2. Payment Service: charge card --> publish "payment.success"
3. Inventory Service: reserve items --> publish "inventory.reserved"
4. Shipping Service: create shipment --> publish "shipment.created"
If step 3 fails (out of stock):
3. Inventory Service: publish "inventory.failed"
--> Payment Service: refund charge (compensating transaction)
--> Order Service: cancel order (compensating transaction)
Each step communicates via messages. No distributed lock needed.

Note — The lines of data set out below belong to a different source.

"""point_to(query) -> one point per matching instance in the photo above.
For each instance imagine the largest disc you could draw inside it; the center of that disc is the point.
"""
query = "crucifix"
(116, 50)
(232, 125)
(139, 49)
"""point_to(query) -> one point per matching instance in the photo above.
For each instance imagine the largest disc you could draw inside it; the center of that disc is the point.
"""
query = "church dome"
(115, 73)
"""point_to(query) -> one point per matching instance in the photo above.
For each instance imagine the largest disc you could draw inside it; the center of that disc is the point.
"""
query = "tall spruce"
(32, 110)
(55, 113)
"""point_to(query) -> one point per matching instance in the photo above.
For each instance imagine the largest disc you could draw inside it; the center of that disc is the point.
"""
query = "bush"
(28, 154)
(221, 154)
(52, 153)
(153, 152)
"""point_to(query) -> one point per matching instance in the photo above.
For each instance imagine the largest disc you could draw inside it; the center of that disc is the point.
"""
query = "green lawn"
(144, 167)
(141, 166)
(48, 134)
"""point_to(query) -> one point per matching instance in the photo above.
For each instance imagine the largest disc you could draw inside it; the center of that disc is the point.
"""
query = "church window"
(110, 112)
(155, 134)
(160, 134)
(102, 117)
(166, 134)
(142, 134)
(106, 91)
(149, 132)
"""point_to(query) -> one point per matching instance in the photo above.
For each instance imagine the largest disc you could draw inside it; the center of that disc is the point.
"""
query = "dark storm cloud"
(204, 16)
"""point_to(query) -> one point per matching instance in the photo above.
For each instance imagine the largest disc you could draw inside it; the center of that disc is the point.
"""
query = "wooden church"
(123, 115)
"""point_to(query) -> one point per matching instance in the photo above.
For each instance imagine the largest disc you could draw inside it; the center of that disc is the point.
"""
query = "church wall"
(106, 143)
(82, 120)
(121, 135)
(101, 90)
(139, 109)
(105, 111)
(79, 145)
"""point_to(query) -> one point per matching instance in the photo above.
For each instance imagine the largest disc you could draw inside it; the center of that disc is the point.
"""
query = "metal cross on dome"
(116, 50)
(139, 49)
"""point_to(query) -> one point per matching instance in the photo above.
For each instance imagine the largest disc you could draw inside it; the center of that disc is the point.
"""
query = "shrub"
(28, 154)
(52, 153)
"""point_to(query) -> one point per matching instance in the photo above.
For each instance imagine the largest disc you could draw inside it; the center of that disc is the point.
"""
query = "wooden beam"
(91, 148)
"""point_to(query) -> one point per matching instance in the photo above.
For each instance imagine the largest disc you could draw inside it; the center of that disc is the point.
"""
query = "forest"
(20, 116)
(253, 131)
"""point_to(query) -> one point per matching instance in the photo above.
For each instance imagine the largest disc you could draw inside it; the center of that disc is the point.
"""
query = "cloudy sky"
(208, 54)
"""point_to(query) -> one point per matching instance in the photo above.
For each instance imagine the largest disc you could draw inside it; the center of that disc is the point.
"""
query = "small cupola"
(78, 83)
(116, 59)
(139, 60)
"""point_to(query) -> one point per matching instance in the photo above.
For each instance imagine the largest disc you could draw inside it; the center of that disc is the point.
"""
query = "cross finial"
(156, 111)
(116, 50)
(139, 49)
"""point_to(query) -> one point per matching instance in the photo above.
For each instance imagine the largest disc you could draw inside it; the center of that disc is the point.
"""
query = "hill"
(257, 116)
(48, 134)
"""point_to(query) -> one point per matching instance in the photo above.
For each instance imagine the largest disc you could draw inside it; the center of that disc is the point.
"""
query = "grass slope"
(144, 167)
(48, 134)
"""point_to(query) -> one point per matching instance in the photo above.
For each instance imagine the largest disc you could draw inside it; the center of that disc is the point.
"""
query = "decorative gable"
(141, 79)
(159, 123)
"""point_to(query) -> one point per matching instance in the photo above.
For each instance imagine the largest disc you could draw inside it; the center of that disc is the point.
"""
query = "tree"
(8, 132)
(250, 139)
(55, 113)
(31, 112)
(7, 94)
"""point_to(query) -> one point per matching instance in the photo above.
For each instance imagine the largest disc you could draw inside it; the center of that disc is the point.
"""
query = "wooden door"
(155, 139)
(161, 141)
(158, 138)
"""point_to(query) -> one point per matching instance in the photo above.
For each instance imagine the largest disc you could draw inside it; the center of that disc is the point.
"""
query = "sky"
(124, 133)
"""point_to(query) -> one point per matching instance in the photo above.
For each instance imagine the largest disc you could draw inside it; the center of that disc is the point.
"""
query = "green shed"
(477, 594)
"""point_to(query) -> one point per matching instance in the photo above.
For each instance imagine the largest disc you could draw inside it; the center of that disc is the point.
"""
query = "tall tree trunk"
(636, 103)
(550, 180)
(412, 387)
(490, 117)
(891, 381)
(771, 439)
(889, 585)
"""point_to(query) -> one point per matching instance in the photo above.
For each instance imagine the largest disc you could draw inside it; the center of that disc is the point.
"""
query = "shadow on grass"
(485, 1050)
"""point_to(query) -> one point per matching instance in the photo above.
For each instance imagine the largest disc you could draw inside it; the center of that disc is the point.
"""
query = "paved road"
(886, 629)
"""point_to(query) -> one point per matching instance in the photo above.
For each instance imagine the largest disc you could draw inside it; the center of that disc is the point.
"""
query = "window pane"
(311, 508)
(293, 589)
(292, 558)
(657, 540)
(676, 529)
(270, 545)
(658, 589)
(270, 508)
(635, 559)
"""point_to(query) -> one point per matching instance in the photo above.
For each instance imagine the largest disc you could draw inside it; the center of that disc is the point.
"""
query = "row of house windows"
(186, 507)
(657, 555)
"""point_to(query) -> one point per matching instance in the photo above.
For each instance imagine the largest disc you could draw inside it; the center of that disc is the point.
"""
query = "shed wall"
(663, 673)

Pattern 4: CQRS with Event Sourcing
Command Side: Query Side:
Write API --> Command Handler Read API --> Query Handler
| |
v v
Event Store (Kafka) Read Database (Elasticsearch)
| ^
+--- Events ------------------>|
(projected into read model)
Message Queue Best Practices
| Practice | Details |
|---|---|
| Make consumers idempotent | Process same message twice without side effects |
| Use dead letter queues | Capture failed messages for investigation |
| Set message TTL | Prevent stale messages from being processed |
| Monitor queue depth | Alert when queues grow unexpectedly |
| Use correlation IDs | Track a request across multiple services |
| Batch when possible | Reduce overhead by processing messages in batches |
| Test failure scenarios | What happens when consumer crashes mid-processing? |
| Version your message schemas | Allow producers and consumers to evolve independently |
| Start simple | SQS or RabbitMQ before Kafka unless you need streaming |
Key Takeaways
- Async communication decouples services, improves resilience, and smooths load
- Queues are point-to-point (one consumer); topics are pub/sub (all subscribers)
- Kafka for high-throughput event streaming; RabbitMQ for routing; SQS for simplicity
- At-least-once + idempotent consumers is the most practical delivery guarantee
- Dead letter queues are essential -- always configure them
- Ordering is per-partition (Kafka) or per-queue -- use partition keys wisely
- Backpressure prevents queues from growing unboundedly
- Use queues when you need decoupling, async processing, or load leveling
- Do not use queues when you need synchronous responses or immediate consistency
Explain-It Challenge
"You are designing a food delivery platform. When a customer places an order, you need to: (1) charge their card, (2) notify the restaurant, (3) find a driver, (4) send the customer a confirmation, and (5) update analytics. Some of these must succeed for the order to be valid; others are best-effort. Design the messaging architecture, specifying which steps are synchronous, which are async via queues, how you handle failures at each step, and what message broker you would choose."